|Ph.D Student||Hallak Assaf|
|Subject||Off-Policy Evaluation in a Reinforcement Learning Setting|
|Department||Department of Electrical Engineering||Supervisor||Professor Shie Mannor|
|Full Thesis text|
The framework of Reinforcement Learning (RL) considers sequential decision making by an agent in an unknown stochastic environment. In most basic setups, the agent employs some policy over time to maximize its cumulative reward. RL techniques can then be used to propose new, higher revenue policies based on observed data. Ideally, these new policies can be deployed and evaluated forming an evaluation and improvement cycle. Unfortunately, in many domains there is limited sampling capability preventing the system from applying sub-optimal policies over time. Subsequently, assessing the performance of a complex strategy without trying it, known as off-policy evaluation (OPE), is essential for providing strong evidence that a new policy is better than the one in use.

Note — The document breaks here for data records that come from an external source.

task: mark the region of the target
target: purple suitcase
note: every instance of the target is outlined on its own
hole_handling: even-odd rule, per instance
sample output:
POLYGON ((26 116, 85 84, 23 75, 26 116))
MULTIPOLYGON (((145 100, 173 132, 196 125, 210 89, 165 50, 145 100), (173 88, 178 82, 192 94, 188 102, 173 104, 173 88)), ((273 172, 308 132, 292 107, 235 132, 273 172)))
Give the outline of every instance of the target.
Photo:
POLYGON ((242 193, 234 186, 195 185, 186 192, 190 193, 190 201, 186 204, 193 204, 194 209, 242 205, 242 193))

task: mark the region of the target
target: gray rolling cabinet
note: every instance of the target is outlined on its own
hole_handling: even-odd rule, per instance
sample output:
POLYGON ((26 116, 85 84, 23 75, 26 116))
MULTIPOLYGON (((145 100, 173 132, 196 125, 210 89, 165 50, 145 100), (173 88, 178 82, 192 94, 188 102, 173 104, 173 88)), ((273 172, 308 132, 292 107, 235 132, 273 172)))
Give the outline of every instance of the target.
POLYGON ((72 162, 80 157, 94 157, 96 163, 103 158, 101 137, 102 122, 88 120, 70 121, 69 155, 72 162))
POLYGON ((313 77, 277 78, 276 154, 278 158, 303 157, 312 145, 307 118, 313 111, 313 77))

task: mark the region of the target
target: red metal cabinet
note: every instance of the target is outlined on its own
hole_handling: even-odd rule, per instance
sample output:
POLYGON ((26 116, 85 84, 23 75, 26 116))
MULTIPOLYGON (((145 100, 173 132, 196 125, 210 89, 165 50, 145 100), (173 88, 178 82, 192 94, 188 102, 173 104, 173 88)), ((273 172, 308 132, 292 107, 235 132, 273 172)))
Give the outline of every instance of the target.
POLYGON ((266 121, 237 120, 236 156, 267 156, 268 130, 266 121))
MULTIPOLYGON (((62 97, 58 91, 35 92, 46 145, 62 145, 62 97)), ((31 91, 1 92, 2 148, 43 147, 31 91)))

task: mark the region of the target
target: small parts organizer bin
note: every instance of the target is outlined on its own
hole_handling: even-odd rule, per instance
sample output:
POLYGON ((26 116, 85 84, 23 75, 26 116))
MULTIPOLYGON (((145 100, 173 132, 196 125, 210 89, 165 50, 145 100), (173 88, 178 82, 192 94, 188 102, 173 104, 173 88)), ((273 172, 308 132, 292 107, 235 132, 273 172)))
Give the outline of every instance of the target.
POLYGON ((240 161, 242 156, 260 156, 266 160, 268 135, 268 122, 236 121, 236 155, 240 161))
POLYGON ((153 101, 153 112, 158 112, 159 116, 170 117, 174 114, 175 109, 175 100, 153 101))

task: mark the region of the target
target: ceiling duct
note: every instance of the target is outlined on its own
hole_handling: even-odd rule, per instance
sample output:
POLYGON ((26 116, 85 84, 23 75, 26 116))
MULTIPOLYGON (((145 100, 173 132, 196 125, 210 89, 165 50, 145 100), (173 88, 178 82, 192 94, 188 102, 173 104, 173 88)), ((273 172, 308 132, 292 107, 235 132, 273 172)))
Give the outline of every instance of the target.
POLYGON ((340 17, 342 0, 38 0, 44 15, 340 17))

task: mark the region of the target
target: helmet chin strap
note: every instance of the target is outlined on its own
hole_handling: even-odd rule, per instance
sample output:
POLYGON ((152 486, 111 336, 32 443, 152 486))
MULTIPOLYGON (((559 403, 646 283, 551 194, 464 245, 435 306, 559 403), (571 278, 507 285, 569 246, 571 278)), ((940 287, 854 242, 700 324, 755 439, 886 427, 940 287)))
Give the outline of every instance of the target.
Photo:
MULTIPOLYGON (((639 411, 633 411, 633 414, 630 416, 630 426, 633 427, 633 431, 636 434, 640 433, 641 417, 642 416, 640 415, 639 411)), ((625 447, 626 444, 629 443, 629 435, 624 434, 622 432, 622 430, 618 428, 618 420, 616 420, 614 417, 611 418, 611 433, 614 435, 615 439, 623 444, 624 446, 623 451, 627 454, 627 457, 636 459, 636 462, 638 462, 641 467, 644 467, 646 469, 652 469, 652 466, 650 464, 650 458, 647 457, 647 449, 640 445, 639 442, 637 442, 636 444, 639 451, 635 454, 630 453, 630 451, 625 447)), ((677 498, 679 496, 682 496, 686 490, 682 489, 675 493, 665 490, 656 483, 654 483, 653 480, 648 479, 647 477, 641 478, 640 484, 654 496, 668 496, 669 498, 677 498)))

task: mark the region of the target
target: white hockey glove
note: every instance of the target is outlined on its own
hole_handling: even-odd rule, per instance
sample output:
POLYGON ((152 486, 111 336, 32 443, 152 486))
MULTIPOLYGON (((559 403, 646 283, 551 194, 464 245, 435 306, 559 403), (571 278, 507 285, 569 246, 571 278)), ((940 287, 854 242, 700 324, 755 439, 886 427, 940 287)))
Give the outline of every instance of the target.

In this work we explore and analyze novel ways to perform OPE in an RL setting. We begin with a model-based approach especially suited to large scale problems called factored Markov decision problems (FMDPs). The main hardness in learning FMDPs is inferring their structure efficiently. Our method G-SCOPE greedily learns the structure in a way which scales with the amount of available data and we provide finite sample guarantees for the OPE error. Then, we extend an existing on-line model free approach called ETD to allow for a bias-variance trade-off and analyze its convergence; our extended ETD algorithm bridges the gap between two previous corner-stone algorithms. Finally, we point to an existent fault in state-of-the-art on-line OPE algorithms caused by a discrepancy between the behavior and target stationary distribution. We propose a simple and efficient way to amend it using a new algorithm called COP-TD. We analyze its properties and show it converges under reasonable conditions.